UPMC venture aims to reduce unnecessary hospitalization of nursing home patients
A business funded by UPMC Enterprises uses telemedicine to try to reduce trips from nursing homes to hospitals, a service the venture's founder said could improve care and save money as new federal penalties kick in for the homes.
Curavi, which UPMC announced Thursday, uses mobile carts equipped with sensitive cameras to connect nurses with Pitt geriatricians during off-hours. The geriatricians guide the nurses through treatment or, if necessary, recommend hospitalization.
Dr. Steven Handler, a geriatrician and one of the company's founders, said the idea came from a successful Medicare experiment at UPMC that reduced unnecessary hospitalizations in a group of Western Pennsylvania nursing homes. He helped turn it into a business with help from UPMC Enterprises, a for-profit arm of UPMC, a nonprofit. UPMC would not disclose how much money it contributed toward Curavi.
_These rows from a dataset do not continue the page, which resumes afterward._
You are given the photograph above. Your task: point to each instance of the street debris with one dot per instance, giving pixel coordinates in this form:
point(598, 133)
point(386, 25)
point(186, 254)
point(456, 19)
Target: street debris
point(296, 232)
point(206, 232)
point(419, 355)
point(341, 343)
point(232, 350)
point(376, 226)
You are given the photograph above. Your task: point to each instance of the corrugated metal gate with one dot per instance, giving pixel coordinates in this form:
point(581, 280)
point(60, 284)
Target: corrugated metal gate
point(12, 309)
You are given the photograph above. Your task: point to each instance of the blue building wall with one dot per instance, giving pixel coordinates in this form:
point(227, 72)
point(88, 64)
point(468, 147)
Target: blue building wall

“This has been a great opportunity for me and colleagues to serve a particular type of patient that often doesn't have a voice in their own care,” Handler said.
Hospital admission is often disruptive for nursing home residents, especially those with mental conditions such as Alzheimer's, he said. Patients and their families, who have become accustomed to their nurses and resident doctors, often have little say in whether they are transported to the hospital, he said.
Many of the conditions that send seniors to hospitals — things such as pneumonia, dehydration, infections and skin ulcers — could be treated by a guided nurse, and staying where they are could even help the seniors avoid dangers of infection and errors at hospitals, he said.
Medicare will start penalizing skilled nursing facilities with high rates of avoidable hospitalization in Oct. 2018, according to the federal Centers for Medicare & Medicaid Services, and will start posting information on the Nursing Home Compare website earlier. The effort mirrors a program the agency launched in 2012 that reduced hospital readmissions nationwide.
Handler helped launch the telemedicine experiment that led to Curavi in 2012 as part of a CMS innovation initiative. The program reduced potentially avoidable hospitalizations in a group of 17 participating nursing homes by about 26 percent, according to a CMS report, and reduced potentially avoidable emergency department visits by 40 percent. The program saved Medicare $5 million, according to a UPMC press release on the program.
Curavi, incorporated in January, has contracts to use the cart at UPMC's nursing homes, Charles Morris Nursing and Rehabilitation Center in Squirrel Hill and Asbury Heights in the South Hills, Handler said.
He said he is negotiating additional contracts and expects the technology to be applicable across the country. In other states, nursing homes could make arrangements with their local hospital systems for the geriatricians doing the consulting, he said. As the business progresses, he said he plans to add specialties, such as geriatric psychiatrists.
“We can help so many more people than if I and my colleagues were just to go nursing home to nursing home,” Handler said.